Startups are emotional roller coasters. One minute you feel like you’re at the highest point, changing the world and the next, everything seems like it’s falling apart and you’re rapidly going downhill screaming from the 90 degree drop.
From roller coaster rides to bungee jumping, entrepreneurs feel the same rush as adrenaline junkies. They are risk-takers and fearless in the simplest terms.
For every entrepreneur, launching a startup starts by creating something out of nothing. This creation is built on one’s passion, and its conception begins when the individual lists their ideas and prioritizes them in order to stay focused on their goals.
I know one thing for sure—every startup’s success is only promising if they can stand out amongst the crowd, because just like you there are thousands of budding entrepreneurs who believe they are the sole genius of their ideas.
Launching in the Sharing Economy
There are those well-known commandments to follow when launching a startup, but within the sharing economy it’s something entirely different.
In a nutshell, the sharing economy is a socioeconomic ecosystem built around the sharing of physical resources and products. It includes the shared creation, production, distribution, trade and consumption of goods and services by different people and organizations.

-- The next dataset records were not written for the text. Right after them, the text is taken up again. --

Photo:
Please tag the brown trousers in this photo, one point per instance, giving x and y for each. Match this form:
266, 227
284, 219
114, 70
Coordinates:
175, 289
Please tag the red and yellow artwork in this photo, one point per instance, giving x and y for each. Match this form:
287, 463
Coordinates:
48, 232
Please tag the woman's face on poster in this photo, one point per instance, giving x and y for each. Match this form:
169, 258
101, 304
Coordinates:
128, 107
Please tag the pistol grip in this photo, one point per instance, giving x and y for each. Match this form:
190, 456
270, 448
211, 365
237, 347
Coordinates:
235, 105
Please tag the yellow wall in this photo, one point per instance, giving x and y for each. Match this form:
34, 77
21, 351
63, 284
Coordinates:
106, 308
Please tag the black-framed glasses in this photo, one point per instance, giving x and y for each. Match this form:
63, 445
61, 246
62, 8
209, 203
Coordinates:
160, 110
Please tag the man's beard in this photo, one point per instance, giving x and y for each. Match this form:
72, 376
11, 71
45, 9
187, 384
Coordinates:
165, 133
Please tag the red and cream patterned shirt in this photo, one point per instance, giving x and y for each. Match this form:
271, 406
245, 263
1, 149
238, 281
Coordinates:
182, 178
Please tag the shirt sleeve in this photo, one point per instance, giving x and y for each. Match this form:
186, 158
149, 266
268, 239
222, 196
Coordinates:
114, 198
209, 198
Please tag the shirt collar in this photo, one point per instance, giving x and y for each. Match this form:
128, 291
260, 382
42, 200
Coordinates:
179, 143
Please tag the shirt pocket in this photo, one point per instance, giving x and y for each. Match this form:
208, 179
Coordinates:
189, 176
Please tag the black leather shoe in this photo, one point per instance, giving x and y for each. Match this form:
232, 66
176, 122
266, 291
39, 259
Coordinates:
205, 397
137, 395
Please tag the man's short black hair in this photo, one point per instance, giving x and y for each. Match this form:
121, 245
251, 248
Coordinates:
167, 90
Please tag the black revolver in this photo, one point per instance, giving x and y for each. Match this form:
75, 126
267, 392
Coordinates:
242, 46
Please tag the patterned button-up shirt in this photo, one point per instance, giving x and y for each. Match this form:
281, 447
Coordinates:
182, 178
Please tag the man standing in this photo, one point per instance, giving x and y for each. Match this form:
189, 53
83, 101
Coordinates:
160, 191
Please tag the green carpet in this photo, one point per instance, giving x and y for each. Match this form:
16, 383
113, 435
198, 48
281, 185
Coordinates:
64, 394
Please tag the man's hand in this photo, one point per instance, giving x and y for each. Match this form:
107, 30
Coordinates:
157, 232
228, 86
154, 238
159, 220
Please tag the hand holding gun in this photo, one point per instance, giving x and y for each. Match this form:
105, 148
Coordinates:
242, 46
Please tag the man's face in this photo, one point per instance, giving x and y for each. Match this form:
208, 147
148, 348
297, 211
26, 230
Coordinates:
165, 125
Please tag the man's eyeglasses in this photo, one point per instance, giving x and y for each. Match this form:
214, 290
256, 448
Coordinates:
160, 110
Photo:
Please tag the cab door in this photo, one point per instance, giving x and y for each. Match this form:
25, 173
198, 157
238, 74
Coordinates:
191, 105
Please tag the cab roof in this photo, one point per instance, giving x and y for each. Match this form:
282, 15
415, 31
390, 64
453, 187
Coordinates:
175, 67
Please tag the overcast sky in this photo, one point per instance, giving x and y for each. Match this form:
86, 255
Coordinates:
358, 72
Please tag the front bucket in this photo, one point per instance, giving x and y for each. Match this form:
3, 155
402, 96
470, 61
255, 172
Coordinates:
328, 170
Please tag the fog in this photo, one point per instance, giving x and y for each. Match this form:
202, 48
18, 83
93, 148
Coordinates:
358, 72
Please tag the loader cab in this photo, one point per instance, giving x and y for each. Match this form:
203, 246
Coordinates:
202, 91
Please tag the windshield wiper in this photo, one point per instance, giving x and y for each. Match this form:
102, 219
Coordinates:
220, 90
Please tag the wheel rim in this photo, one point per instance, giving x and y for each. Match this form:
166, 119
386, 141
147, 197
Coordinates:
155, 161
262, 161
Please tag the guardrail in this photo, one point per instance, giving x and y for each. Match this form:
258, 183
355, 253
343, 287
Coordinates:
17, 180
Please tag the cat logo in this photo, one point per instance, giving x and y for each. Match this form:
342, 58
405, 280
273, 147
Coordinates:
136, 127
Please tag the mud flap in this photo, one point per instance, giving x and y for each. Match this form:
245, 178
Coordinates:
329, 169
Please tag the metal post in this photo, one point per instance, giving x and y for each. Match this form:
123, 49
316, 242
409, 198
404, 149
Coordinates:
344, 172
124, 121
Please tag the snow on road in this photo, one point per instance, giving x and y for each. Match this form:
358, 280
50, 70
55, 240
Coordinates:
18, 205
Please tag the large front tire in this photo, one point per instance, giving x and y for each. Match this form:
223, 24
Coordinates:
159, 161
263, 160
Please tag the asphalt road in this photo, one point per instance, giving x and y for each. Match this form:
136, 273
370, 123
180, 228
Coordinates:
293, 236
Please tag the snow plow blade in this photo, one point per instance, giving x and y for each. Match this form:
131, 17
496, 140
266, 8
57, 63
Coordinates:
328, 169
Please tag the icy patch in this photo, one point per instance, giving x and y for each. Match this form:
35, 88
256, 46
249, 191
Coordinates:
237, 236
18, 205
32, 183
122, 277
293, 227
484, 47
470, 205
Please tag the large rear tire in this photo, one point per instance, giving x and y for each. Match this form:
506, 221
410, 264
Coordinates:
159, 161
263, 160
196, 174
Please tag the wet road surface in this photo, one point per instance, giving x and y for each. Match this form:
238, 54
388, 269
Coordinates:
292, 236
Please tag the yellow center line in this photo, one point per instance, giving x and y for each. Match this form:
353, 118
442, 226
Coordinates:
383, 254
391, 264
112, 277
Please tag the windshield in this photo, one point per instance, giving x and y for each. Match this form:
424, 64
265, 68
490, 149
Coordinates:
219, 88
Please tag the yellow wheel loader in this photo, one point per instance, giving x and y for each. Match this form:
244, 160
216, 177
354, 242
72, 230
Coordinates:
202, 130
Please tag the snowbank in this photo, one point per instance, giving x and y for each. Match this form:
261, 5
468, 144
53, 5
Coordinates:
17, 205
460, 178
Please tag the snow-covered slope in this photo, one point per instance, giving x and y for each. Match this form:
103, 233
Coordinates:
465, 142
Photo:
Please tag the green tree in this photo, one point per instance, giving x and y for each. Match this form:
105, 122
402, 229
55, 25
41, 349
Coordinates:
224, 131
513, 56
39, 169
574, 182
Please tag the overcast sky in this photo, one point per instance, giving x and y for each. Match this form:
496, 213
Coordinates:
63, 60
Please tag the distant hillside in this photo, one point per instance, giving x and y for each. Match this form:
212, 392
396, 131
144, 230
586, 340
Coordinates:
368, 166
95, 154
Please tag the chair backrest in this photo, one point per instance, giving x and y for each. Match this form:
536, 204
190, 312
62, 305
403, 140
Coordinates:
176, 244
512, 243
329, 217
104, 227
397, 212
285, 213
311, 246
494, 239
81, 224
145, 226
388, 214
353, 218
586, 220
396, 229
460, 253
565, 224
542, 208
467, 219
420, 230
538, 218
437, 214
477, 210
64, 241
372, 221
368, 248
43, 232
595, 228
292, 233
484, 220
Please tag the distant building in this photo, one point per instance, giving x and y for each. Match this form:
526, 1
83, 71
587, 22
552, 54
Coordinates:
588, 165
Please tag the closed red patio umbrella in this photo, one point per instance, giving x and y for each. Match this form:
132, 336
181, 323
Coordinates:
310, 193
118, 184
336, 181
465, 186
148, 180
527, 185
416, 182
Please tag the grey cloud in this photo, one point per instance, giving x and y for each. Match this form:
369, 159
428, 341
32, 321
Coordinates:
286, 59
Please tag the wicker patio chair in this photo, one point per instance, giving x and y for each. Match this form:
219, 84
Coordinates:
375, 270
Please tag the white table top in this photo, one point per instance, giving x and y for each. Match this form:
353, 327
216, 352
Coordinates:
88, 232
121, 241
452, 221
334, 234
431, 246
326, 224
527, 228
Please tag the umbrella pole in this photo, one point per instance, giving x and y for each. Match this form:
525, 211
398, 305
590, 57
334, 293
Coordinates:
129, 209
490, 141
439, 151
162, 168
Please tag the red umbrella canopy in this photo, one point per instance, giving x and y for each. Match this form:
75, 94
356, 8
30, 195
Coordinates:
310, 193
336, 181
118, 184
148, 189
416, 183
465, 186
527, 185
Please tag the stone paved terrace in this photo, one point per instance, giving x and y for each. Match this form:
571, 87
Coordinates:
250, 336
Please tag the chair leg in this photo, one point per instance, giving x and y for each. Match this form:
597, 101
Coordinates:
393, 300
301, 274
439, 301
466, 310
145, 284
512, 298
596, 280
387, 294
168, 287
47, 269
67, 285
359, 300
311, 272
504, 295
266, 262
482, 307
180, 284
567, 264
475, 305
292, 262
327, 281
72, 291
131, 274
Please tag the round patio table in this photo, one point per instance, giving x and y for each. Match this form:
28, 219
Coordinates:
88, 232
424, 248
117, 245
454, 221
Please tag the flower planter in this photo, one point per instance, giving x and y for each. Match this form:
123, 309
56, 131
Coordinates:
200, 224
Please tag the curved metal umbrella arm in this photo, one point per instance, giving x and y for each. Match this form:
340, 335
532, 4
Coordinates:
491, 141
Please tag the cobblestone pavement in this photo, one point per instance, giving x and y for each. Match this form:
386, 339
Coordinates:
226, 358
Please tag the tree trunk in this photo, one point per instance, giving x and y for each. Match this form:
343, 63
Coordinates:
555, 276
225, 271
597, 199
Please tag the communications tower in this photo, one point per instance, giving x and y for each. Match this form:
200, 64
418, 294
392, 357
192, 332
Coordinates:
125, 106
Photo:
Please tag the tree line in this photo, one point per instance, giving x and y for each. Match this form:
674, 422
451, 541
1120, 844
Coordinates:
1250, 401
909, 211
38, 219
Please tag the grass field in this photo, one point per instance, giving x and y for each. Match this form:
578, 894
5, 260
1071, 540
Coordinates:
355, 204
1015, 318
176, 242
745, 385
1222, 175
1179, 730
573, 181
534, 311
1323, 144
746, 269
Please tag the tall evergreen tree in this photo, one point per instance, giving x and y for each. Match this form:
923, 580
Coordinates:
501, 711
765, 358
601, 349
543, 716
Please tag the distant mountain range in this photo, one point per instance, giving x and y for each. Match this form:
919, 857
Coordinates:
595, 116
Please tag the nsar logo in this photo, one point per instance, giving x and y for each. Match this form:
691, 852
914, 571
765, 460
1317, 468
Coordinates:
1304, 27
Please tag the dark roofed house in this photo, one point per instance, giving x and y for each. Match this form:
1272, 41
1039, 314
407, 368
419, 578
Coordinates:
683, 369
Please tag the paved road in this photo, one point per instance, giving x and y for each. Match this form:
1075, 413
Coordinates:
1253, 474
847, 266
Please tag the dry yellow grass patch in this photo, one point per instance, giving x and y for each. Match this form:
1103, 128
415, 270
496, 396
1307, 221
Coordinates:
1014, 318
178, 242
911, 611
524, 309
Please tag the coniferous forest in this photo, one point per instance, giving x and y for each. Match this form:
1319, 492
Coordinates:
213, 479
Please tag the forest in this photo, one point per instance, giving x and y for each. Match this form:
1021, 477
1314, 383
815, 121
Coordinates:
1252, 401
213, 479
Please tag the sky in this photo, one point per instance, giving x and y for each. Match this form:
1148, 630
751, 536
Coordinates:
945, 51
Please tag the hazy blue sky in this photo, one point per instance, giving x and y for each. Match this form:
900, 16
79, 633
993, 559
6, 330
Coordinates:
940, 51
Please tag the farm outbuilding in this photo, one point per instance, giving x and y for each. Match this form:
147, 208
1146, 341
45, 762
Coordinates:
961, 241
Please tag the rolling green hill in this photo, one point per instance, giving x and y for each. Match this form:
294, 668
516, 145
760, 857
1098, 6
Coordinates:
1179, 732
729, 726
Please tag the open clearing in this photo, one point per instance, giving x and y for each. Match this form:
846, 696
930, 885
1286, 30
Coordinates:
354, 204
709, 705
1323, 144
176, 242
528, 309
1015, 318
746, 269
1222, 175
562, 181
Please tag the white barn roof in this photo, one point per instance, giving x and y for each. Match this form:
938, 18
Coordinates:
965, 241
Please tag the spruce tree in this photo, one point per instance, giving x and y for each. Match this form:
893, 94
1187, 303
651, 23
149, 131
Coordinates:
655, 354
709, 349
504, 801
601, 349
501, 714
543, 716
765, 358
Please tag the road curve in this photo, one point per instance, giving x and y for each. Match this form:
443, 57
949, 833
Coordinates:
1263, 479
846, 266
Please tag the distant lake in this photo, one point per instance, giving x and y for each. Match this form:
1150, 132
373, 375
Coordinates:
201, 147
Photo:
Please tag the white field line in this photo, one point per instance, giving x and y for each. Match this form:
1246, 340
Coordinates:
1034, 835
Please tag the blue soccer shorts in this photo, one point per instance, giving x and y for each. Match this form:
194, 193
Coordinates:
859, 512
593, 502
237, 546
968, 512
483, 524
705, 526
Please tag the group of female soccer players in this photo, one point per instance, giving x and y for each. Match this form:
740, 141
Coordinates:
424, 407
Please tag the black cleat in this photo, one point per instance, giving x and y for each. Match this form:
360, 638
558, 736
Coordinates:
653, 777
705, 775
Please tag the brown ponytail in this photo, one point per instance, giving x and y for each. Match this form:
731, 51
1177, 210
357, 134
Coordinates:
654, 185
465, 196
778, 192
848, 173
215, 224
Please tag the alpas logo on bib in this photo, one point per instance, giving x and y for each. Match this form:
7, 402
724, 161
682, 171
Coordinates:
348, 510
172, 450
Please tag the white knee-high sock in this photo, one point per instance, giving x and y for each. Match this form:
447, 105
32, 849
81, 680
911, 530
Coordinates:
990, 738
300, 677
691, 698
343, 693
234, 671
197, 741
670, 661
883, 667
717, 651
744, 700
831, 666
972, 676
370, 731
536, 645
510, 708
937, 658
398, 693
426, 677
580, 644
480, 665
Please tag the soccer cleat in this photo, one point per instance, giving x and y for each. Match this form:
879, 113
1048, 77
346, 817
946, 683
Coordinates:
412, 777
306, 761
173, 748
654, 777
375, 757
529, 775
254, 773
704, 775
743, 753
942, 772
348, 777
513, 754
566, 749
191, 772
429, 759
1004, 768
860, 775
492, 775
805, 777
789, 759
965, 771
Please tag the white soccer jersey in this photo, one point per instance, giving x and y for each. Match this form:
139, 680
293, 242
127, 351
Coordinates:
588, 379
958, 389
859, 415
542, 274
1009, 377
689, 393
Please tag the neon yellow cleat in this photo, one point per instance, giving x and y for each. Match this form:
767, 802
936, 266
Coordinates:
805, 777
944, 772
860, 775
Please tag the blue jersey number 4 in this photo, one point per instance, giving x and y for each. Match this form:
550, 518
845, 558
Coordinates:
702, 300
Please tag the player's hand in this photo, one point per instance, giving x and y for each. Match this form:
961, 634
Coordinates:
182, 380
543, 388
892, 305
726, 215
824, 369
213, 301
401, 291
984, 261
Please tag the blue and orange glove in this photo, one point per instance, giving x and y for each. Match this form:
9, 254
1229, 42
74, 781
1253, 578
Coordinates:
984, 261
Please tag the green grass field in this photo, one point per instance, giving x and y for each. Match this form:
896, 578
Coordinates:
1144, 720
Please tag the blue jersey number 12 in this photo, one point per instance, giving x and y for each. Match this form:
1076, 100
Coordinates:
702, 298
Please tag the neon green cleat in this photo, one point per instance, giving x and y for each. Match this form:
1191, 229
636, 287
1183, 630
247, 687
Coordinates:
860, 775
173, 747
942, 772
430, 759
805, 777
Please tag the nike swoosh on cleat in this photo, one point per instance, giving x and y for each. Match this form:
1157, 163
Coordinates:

It is reinventing not just what we consume but how we consume.
Startups such as Airbnb, Uber and Lyft who represent the epitome of the sharing economy, can turn any house into a hotel and any car into a cab, and many entrepreneurs have been hoping to discover the next peer-to-peer market they can leverage to help members monetize their possessions, talents and passions.
According to The Next Web, the sharing economy is here to stay and “taking into account all the buzz about the sharing economy, one cannot argue that this year we’ll see a dramatic change in this industry, how it works and what it means.” Many entrepreneurs are either ‘piggybacking’ onto existing peer-to-peer startups or they’re creating their own following the same trend.
Cornering the Peer-to-Peer Market
Whether your startup is building the latest app, walking dogs or a Mr. Fix It the launch of a lucrative business relies upon extensive research into the community, trust, training and efficient distribution. So, if you’re planning on being the next Airbnb, take these important steps into account.
Supply and Demand
Many entrepreneurs focus primarily on identifying the demand when launching a collaborative startup and neglect what is also important- to make sure the supply of the product matches the demand it requires. There needs to be a harmony between supply and demand.
For example, if you have a business that rents owned cars to travelers from the airport, but there isn’t a sufficient amount of vehicles to actually rent out, the concept will fall short. By taking advantage of publicity, press release distribution, social media and by word of mouth one can cultivate the supply that they may need (in this case, cars).